My pit always loves laying in the sun. Didn't think to much of it since the weather has been pretty mild but now it is super hot and he still goes to lay in the hot sun and pants like crazy. I am getting worried he might get sunstroke so every time i catch him i call him in. Is this normal/safe even when it is really, really hot? 87 degrees F. Thanks!


----------



## jmejiaa (Dec 8, 2009)

I wouldn't think much of it if they are just laying, as far as I know dogs love sun bath and haven't heard anything happen with them just laying.. If he was getting very agitated and active in the heat then I would stop them after a while..

87 isn't THAT hot IMO...


----------



## blueboy (Jan 5, 2010)

My dog does the same thing. She will get a large stick or one of her toys and just lay out there.


----------



## angelbaby (Feb 4, 2010)

mine do the same and usually when they get hot they get up and come inside or move to the shade I wouldnt worry to much on it as long as they have fresh water and access to shade or inside it should be fine.


----------



## FurMomma<3 (Jun 28, 2011)

sanae said:


> Hi,
> 
> My pit always loves laying in the sun. Didn't think to much of it since the weather has been pretty mild but now it is super hot and he still goes to lay in the hot sun and pants like crazy. I am getting worried he might get sunstroke so every time i catch him i call him in. Is this normal/safe even when it is really, really hot? 87 degrees F. Thanks!
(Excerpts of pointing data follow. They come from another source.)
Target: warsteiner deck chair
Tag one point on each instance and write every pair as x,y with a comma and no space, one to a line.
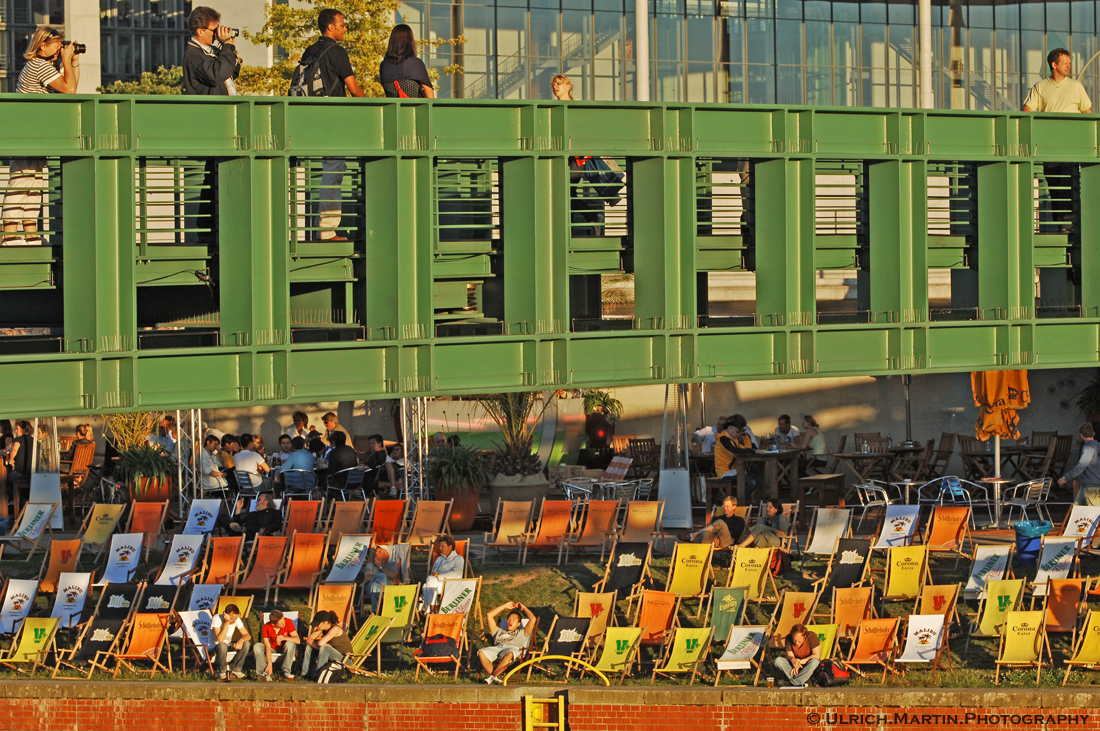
743,645
683,653
1022,643
690,572
513,524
you think 87 is hot?? try texas, it's been in the 100+ for the better part of a month! =P

aside from that, i'm with angelbaby.


----------



## sanae (May 18, 2010)

Thank you all for your prompt responses! I feel much more at ease. He does come in after a while and drink lots of water. 

All the Best,
Overprotective pit mom


----------



## MY MIKADO (Apr 7, 2006)

I think it depends on the humidity too. You need to factor in the heat index. I dont let Vendetta lay out in the sun as she is dark and heats up faster. You might want to hose him down before he lays in the sun.


----------



## ames (Jun 6, 2010)

angelbaby said:


> mine do the same and usually when they get hot they get up and come inside or move to the shade I wouldnt worry to much on it as long as they have fresh water and access to shade or inside it should be fine.
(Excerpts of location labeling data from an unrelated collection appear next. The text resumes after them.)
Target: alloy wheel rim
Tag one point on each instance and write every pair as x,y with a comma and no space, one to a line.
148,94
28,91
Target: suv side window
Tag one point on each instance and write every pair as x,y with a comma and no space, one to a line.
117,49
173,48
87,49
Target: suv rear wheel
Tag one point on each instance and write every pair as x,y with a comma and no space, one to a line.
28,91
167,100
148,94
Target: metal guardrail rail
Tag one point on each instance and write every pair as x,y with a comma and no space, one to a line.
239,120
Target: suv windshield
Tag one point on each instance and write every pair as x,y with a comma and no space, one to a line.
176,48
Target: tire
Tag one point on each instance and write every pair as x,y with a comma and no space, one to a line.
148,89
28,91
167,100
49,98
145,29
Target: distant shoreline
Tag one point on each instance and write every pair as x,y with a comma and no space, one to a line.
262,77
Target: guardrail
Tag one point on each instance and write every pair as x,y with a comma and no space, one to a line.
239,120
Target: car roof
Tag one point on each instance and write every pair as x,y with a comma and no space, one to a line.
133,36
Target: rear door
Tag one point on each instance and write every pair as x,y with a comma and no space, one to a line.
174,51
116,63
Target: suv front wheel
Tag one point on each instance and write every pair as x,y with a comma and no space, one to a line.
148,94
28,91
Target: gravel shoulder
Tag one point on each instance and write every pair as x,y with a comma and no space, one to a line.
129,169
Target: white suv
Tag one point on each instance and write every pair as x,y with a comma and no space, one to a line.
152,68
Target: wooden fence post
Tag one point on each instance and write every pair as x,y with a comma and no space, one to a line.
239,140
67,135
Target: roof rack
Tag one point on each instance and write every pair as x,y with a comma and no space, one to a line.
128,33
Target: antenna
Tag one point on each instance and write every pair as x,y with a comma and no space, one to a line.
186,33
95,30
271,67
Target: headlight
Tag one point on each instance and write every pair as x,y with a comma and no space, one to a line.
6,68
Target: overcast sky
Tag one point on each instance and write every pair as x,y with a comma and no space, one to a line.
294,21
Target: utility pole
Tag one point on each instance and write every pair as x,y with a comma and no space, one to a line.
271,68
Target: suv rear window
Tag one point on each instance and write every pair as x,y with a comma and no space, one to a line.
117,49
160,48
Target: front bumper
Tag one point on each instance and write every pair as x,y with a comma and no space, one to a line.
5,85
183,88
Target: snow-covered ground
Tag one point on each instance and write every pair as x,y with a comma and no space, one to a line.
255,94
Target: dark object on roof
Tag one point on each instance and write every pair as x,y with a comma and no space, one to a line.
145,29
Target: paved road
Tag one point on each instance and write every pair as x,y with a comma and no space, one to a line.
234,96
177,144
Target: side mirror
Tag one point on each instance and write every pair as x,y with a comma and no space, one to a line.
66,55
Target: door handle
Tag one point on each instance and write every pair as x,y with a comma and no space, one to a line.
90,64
I agree, as long as they have the option, they will move when its hot. Mel does a constant rotate sun, then move to shade, move to the sun then back to the shade, lol.


----------



## Aximus Prime (Dec 15, 2009)

Mine does the same thing but he will move into the shade once he starts panting heavy. Your dog will learn that too much sun isn't fun and move toward shade.


----------



## zohawn (Jun 8, 2011)

with shorthair breeds beware of sunburn


----------



## r0ckah0l1c (Jan 18, 2011)

Its been around 105 - 118 here lately so we've been giving our dogs water & powerade whenever they come inside...also make sure you spray on new sunscreen EVERYTIME before they go outside because it truly is only good for 30min and needs to be reapplied.


----------